Апогея история достигает в стихе 8:6 «Положи меня, как печать, на сердце твое, как перстень, на руку твою: ибо крепка, как смерть, любовь; люта, как преисподняя, ревность; стрелы ее - стрелы огненные; она пламень весьма сильный ». То, что переведено в Синодальном переводе как «весьма сильный», не совсем точно, т.к. в оригинале стоит слово, однокоренное с именем Божиим. Получается «пламень Яхве». Именно так (по кругу, от начала к началу) развивается мысль в Еф 5, 22—33. Апостол говорит о любви Христа к Церкви не ради самой этой любви, а ради того, чтобы сказать об отношениях мужа с женой. Брак есть образ любви Христа с церковью, но любовь Христа с церковью — образец любви всякой супружеской пары. Именно такое значение и имеют эти слова во время таинства венчания.

Семья - это не просто мирное существование двух нервных систем, но это отпечаток рая. Интимные отношения - это самое безопасное место, самое близкое, чистое и честное, и конечно, самое блаженное. И снова парадокс: семья - самое твердое и самое мягкое, самое таинственное и самое открытое. Семья - тень Бога, больше которой может быть лишь Бог.

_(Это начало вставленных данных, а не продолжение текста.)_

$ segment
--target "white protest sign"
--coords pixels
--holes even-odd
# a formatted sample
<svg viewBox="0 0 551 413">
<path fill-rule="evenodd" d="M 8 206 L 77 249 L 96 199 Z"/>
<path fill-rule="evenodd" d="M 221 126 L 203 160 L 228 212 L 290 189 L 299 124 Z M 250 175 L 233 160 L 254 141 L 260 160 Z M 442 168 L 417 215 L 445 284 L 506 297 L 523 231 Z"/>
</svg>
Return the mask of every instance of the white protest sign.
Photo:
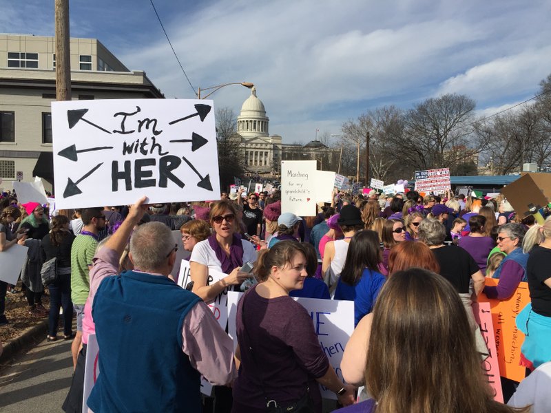
<svg viewBox="0 0 551 413">
<path fill-rule="evenodd" d="M 236 319 L 237 317 L 237 303 L 243 293 L 230 291 L 228 293 L 228 334 L 233 339 L 233 348 L 237 346 L 236 334 Z M 342 379 L 340 362 L 344 348 L 349 342 L 350 336 L 354 331 L 354 301 L 336 299 L 321 299 L 315 298 L 294 298 L 300 304 L 312 317 L 314 330 L 320 345 L 329 360 L 329 363 L 335 369 L 339 379 Z M 244 351 L 244 349 L 241 349 Z M 331 390 L 320 385 L 322 397 L 337 399 Z"/>
<path fill-rule="evenodd" d="M 331 202 L 333 189 L 335 188 L 335 172 L 330 171 L 318 171 L 314 175 L 317 202 Z"/>
<path fill-rule="evenodd" d="M 281 161 L 281 212 L 315 215 L 315 160 Z"/>
<path fill-rule="evenodd" d="M 5 251 L 0 252 L 0 281 L 14 286 L 19 273 L 27 260 L 28 248 L 16 244 Z"/>
<path fill-rule="evenodd" d="M 426 193 L 447 191 L 451 187 L 449 168 L 415 171 L 415 191 Z"/>
<path fill-rule="evenodd" d="M 86 348 L 86 364 L 84 367 L 84 392 L 82 397 L 82 411 L 87 412 L 88 397 L 90 397 L 92 389 L 99 376 L 99 365 L 98 364 L 98 357 L 99 356 L 99 347 L 98 341 L 96 339 L 96 335 L 88 335 L 88 344 Z"/>
<path fill-rule="evenodd" d="M 371 182 L 369 184 L 369 186 L 373 189 L 382 189 L 383 187 L 384 186 L 384 182 L 372 178 Z"/>
<path fill-rule="evenodd" d="M 41 205 L 44 205 L 48 202 L 46 191 L 44 191 L 42 180 L 36 180 L 34 182 L 14 181 L 13 189 L 17 193 L 17 202 L 20 204 L 38 202 Z"/>
<path fill-rule="evenodd" d="M 260 193 L 262 191 L 262 184 L 254 184 L 254 191 L 255 193 Z"/>
<path fill-rule="evenodd" d="M 58 209 L 220 193 L 211 100 L 53 102 L 52 128 Z"/>
</svg>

Истина заключается в том, что любовь, которая воспета в Песне, — одновременно и человеческая, и божественная; и любовь полов, и священная любовь. Отрицая один из этих двух аспектов, мы приходим или к одному светскому смыслу, или к исключительно аллегорически священному. На самом деле, Песня говорит о человеческой любви так, как она была изначально задумана Богом, соответствовала божественному замыслу. И потому, будучи человеческой, она священна, божественна, и более того, может быть образом, символом самой божественной любви.

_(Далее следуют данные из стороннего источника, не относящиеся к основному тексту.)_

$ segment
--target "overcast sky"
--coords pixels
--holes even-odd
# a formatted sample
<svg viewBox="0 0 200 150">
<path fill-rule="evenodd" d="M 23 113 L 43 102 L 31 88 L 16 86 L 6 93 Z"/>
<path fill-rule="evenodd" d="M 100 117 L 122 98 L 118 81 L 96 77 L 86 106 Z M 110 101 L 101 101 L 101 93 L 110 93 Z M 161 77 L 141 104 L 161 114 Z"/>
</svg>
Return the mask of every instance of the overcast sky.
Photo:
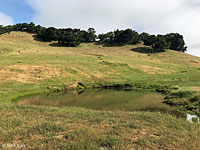
<svg viewBox="0 0 200 150">
<path fill-rule="evenodd" d="M 1 0 L 0 24 L 33 21 L 43 26 L 94 27 L 98 33 L 184 35 L 188 53 L 200 56 L 200 0 Z"/>
</svg>

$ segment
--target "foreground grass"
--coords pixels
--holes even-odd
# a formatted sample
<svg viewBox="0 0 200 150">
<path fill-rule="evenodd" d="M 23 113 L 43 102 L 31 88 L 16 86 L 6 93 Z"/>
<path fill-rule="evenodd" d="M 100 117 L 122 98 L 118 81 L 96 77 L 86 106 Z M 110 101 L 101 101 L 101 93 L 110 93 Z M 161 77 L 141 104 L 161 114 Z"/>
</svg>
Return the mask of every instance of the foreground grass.
<svg viewBox="0 0 200 150">
<path fill-rule="evenodd" d="M 199 149 L 199 126 L 167 114 L 17 106 L 27 95 L 108 84 L 166 85 L 200 92 L 200 59 L 143 45 L 53 46 L 27 33 L 0 36 L 0 144 L 26 149 Z M 50 46 L 52 45 L 52 46 Z"/>
<path fill-rule="evenodd" d="M 199 149 L 200 126 L 171 115 L 1 105 L 0 145 L 25 149 Z"/>
</svg>

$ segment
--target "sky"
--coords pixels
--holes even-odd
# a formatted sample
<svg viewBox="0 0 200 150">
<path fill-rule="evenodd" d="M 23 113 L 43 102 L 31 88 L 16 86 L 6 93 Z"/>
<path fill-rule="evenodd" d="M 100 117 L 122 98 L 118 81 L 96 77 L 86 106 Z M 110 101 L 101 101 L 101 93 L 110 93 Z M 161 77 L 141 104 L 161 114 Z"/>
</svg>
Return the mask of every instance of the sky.
<svg viewBox="0 0 200 150">
<path fill-rule="evenodd" d="M 138 32 L 178 32 L 187 53 L 200 56 L 200 0 L 0 0 L 0 24 L 88 29 L 97 33 L 132 28 Z"/>
</svg>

Можно сделать три вывода. Первое: сексуальные отношения - это святой дар самых близких отношений, которые могут быть между людьми. Второе: интимные отношения святы, это исключительно дело двоих, за рамками двоих оно табу. Третье: нарушение супружеской верности - самая большая катастрофа для семьи, то, что семью перестает делать семьей. И даже это жгучее чувство ревности есть чувство ревности Бога к нам.

Делая заключение гедонистических аспектов блаженства, уместно заключить предостережением Павла перед извращением гедонистической этики Писания 1-е Тимофею 4:1-9:

«Дух же ясно говорит, что в последние времена отступят некоторые от веры, внимая духам обольстителям и учениям бесовским, через лицемерие лжесловесников, сожженных в совести своей, запрещающих вступать в брак [и] употреблять в пищу то, что Бог сотворил, дабы верные и познавшие истину вкушали с благодарением. Ибо всякое творение Божие хорошо, и ничто не предосудительно, если принимается с благодарением, потому что освящается словом Божиим и молитвою. Внушая сие братиям, будешь добрый служитель Иисуса Христа, питаемый словами веры и добрым учением, которому ты последовал. Негодных же и бабьих басен отвращайся, а упражняй себя в благочестии, ибо телесное упражнение мало полезно, а благочестие на все полезно, имея обетование жизни настоящей и будущей. Слово сие верно и всякого принятия достойно».

 

 

3.2.2. Утилитарный аспект

Утилитарные аспекты этики макаризма относятся к материальной составной части бытия человека. Этот раздел можно рассмотреть в раскрытии таких тем как богатство, красота и здоровье. Богатство наиболее краеугольный предмет для утилитарной стороны этики. Если что еще определялось как зло, кроме гедонизма-эгоизма, так это «мамона». Таким образом, на грани возможности редуцированния идеального и иррационального, эгоизм и материализм находятся в крайних точках имманентного. При этом, не являясь злом в себе, не являясь областью нихилизма, но будучи пограничниками, именно они предоставили свою онтологию для реализации зла. Будучи максимально имманентными, они противопоставляются другой двойке минимально имманентной: любви и святости, речь о которых пойдет в аспектах альтруизма и перфекционизма. Если для нашего предмета необходима апологетика первых двух, то для последних двух, претендующих на статус транцендентного, необходим будет критический подход.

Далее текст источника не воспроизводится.